Certainly, I’m not perfect, and I’ve struggled with money. I’m frustrated when I see people who are independently wealthy who I think aren’t as big a hustler or as smart as me. Then I shake that off. I can’t do anything about their terms or conditions. I can only focus on mine.
What’s The Answer?
That’s the million-dollar question, isn’t it? How do you make your life change? I’m not a psychologist, and I’m not a career coach, but as a guy who worked with families to help them change for 16 years, here’s some starters.
- Realize life is hard. M Scott Peck nails this point home in the classic book The Road Less Traveled. Life is going to suck much of the time. Instead of moaning about how bad things are, focus on how you can improve.

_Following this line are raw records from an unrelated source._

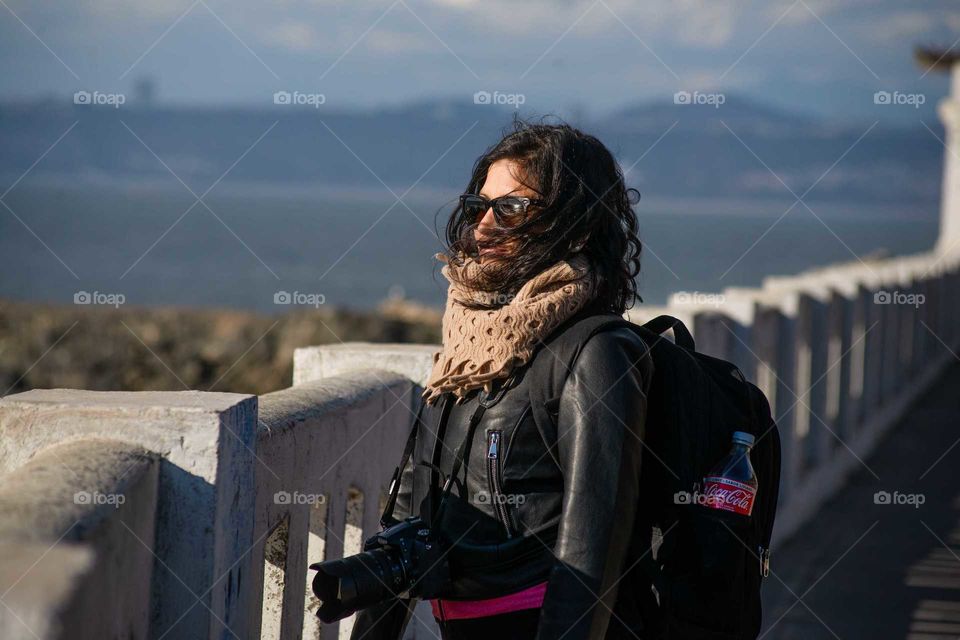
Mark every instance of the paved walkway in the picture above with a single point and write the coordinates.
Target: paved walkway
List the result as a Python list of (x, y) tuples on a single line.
[(866, 570)]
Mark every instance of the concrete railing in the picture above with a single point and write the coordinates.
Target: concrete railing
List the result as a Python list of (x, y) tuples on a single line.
[(195, 515)]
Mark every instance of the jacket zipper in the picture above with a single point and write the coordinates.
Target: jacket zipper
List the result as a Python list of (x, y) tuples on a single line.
[(494, 480)]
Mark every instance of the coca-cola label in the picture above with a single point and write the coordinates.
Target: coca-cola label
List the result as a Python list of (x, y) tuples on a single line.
[(729, 495)]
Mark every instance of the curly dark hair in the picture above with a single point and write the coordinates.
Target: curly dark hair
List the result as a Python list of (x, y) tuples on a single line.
[(585, 201)]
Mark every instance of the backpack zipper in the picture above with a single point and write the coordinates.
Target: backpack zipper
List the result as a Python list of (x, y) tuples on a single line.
[(494, 479)]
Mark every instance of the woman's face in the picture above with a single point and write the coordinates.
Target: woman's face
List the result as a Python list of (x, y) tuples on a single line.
[(501, 180)]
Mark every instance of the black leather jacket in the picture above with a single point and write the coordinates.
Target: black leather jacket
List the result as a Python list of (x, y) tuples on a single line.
[(526, 516)]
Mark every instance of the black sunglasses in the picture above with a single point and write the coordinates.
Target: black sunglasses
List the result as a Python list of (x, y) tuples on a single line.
[(507, 210)]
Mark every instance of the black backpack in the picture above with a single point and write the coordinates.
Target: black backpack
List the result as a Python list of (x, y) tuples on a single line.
[(703, 566)]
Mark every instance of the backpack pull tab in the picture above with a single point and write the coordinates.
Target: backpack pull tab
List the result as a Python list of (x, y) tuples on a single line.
[(764, 561)]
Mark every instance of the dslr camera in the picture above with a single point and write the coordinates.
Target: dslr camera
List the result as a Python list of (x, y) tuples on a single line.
[(405, 559)]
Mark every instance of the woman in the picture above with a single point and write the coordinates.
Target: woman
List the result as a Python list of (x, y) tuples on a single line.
[(545, 234)]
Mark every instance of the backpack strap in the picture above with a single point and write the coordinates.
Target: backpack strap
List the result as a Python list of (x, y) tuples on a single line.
[(554, 359)]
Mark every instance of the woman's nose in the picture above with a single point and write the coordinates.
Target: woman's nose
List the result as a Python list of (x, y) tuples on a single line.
[(488, 220)]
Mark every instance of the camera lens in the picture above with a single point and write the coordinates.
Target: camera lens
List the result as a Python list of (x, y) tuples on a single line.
[(346, 585)]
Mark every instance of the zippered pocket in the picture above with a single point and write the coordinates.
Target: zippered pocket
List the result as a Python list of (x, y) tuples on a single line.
[(495, 479)]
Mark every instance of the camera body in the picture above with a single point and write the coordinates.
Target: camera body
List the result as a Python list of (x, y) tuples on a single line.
[(404, 560)]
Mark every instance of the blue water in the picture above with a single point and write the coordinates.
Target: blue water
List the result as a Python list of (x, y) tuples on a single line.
[(123, 239)]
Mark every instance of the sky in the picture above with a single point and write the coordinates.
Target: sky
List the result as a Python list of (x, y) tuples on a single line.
[(594, 56)]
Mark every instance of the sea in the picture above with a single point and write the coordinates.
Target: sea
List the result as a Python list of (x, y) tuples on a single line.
[(266, 248)]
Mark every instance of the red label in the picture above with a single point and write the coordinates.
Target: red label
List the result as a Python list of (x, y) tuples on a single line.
[(729, 495)]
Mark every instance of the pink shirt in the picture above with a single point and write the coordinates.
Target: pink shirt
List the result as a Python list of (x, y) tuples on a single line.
[(529, 598)]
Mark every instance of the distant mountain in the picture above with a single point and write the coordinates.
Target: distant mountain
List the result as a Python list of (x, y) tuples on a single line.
[(740, 148)]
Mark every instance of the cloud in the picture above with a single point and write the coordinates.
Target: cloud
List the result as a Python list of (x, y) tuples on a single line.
[(295, 36)]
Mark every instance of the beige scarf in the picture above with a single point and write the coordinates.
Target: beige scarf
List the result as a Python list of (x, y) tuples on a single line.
[(480, 346)]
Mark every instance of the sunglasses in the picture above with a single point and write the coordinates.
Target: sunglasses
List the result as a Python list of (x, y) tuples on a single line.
[(507, 210)]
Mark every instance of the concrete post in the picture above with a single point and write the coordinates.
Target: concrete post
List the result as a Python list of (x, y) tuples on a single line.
[(949, 111), (205, 510)]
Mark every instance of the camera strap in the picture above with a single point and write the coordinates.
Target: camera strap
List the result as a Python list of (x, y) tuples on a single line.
[(386, 519), (486, 400)]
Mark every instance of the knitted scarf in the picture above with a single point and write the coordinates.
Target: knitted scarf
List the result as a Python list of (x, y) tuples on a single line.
[(480, 346)]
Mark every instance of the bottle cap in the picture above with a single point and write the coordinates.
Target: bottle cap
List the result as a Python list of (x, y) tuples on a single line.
[(743, 437)]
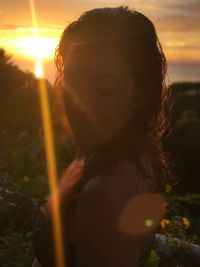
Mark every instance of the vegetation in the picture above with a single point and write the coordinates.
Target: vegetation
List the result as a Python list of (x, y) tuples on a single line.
[(23, 178)]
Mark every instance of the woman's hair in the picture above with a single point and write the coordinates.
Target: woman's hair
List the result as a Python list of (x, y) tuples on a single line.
[(136, 37)]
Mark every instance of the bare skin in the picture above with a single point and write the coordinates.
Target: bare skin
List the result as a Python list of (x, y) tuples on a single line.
[(100, 99), (99, 94)]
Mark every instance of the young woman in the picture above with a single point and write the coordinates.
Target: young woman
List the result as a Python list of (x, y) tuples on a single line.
[(112, 70)]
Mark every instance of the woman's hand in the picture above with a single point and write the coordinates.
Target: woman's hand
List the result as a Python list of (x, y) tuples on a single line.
[(69, 178)]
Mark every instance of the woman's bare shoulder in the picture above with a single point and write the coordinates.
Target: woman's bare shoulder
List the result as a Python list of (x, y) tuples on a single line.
[(125, 178)]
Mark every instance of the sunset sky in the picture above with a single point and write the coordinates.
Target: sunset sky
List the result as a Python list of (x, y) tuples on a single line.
[(177, 23)]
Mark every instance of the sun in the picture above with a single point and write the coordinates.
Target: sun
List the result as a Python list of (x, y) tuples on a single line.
[(37, 47)]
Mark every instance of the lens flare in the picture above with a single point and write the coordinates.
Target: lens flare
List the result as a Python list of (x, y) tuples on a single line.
[(49, 149)]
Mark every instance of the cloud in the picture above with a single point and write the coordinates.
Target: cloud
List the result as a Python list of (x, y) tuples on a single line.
[(178, 23), (190, 7)]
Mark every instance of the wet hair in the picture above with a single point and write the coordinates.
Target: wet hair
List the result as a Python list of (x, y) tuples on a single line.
[(135, 35)]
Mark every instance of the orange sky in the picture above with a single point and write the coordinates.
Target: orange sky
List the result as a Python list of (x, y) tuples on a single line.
[(177, 23)]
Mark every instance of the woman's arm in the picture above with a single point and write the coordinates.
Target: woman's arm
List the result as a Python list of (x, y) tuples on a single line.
[(43, 241)]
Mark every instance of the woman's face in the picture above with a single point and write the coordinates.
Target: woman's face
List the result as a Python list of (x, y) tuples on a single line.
[(99, 93)]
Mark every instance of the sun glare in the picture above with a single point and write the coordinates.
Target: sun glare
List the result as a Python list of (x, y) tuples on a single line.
[(37, 46), (38, 68)]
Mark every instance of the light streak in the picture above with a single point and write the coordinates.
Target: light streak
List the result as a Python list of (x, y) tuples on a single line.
[(50, 151)]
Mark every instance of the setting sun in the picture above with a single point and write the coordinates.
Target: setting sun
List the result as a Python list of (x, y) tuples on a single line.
[(42, 47)]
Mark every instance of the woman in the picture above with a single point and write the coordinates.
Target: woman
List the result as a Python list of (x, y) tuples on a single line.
[(112, 70)]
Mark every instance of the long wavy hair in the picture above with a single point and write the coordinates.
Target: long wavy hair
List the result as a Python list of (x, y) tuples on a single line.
[(141, 139)]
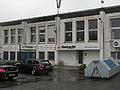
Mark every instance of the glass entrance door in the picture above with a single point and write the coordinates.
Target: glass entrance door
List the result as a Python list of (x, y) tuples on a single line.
[(80, 57)]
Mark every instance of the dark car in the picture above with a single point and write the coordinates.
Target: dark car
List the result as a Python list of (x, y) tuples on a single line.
[(7, 71), (35, 66)]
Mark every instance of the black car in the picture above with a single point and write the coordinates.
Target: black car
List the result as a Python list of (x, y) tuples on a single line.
[(35, 66), (7, 71)]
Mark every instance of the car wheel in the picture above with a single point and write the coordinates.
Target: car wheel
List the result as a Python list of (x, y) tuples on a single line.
[(33, 72)]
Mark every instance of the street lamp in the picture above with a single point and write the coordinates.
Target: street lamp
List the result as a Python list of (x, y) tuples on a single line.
[(57, 23), (58, 2)]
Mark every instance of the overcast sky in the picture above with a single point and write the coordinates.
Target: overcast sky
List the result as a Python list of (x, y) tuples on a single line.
[(22, 9)]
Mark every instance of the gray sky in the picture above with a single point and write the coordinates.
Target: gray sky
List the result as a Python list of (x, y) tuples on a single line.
[(22, 9)]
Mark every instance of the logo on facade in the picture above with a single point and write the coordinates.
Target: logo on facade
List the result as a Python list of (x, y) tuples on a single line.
[(73, 46)]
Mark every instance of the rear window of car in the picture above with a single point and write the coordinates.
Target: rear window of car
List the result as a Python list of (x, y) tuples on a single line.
[(45, 62)]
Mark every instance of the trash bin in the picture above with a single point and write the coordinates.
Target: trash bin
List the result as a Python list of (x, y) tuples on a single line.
[(102, 68)]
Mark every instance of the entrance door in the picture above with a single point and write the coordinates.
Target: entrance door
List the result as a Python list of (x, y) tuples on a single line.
[(80, 57)]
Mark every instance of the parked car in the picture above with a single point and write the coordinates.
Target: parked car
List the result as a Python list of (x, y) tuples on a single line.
[(7, 71), (34, 66)]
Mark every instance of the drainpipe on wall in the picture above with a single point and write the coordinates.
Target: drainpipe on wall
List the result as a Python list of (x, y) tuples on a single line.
[(24, 27), (102, 33), (57, 31)]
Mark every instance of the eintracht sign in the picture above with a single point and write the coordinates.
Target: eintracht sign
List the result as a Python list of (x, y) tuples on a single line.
[(28, 47)]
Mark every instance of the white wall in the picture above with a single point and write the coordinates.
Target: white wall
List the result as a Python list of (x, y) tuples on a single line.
[(90, 56), (68, 57)]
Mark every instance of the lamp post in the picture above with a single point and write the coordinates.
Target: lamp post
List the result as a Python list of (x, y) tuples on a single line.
[(58, 2), (57, 21), (57, 29)]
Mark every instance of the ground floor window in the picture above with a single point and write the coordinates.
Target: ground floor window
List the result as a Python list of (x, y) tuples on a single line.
[(41, 55), (26, 55), (12, 55), (51, 56), (5, 55), (115, 55)]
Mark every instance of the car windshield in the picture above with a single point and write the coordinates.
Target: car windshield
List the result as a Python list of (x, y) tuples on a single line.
[(45, 62), (3, 63)]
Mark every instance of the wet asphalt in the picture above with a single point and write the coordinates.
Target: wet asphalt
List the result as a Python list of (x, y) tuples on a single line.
[(60, 79)]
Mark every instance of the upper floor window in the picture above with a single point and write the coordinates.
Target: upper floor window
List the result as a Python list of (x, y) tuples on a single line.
[(115, 55), (41, 55), (12, 36), (51, 56), (41, 33), (80, 31), (32, 34), (68, 31), (93, 28), (51, 33), (20, 30), (6, 35), (115, 28)]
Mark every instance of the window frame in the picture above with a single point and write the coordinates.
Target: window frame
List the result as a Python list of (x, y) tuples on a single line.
[(51, 40), (20, 35), (93, 30), (53, 58), (13, 35), (43, 54), (33, 34), (41, 33), (114, 28), (6, 36)]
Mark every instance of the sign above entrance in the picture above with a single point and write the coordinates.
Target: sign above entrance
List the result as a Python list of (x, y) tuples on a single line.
[(28, 47)]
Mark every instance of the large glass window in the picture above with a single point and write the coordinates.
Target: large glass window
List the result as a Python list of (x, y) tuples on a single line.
[(6, 32), (93, 28), (115, 55), (5, 55), (33, 34), (51, 33), (115, 28), (41, 33), (80, 30), (12, 36), (41, 55), (68, 31), (20, 30), (12, 55), (51, 56)]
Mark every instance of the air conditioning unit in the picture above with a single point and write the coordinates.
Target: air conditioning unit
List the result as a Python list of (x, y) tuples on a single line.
[(116, 43)]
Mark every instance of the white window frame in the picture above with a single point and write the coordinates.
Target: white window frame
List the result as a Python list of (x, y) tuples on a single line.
[(6, 36), (20, 35), (33, 35), (93, 30), (81, 30), (68, 31), (114, 28), (13, 36)]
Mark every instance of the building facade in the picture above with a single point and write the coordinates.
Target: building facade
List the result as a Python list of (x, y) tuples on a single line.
[(73, 38)]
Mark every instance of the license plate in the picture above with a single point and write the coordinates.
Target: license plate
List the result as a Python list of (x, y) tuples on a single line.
[(11, 74), (47, 67)]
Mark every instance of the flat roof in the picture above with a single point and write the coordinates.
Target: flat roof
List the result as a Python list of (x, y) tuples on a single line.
[(90, 12)]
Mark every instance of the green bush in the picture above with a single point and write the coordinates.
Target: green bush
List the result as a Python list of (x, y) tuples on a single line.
[(82, 66)]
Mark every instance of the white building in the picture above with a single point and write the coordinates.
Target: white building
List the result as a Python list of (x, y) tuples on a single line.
[(74, 38)]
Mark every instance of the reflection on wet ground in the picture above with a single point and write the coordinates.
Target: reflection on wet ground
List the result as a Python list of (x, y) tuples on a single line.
[(60, 79)]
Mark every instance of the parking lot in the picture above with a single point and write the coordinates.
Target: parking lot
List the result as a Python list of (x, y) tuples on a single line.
[(61, 78)]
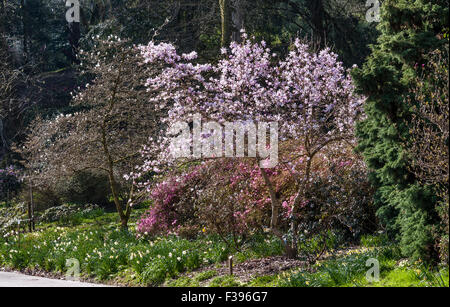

- …and then write the problem down and focus on it. This piece on New Science covers a study done at the University of Amsterdam showing that your unconscious mind will help solve you problem even as you sleep.
- Realize, as Tony Robbins suggests in Awaken the Giant Within that “the past doesn’t equal the future.” You can change anything you want and aren’t as stuck as you think. In a dead end job with no pay increase in sight? Why not quit? Afraid you won’t get another job? Begin your search before quitting. There’s always an option.
- Let it go. Forgetting your strengths and focusing on the negative can have can have long-term consequences.
- Take action. Nothing helps you change from a victim to an empowered individual like movement. Exercise. Change. Make your bed.
So here’s the question….
Are you having problems with money? Is there a piece of your financial life that needs improvement? Are you going to make YOUR terms and conditions subject to change? I hope so. You’ll love it when you do.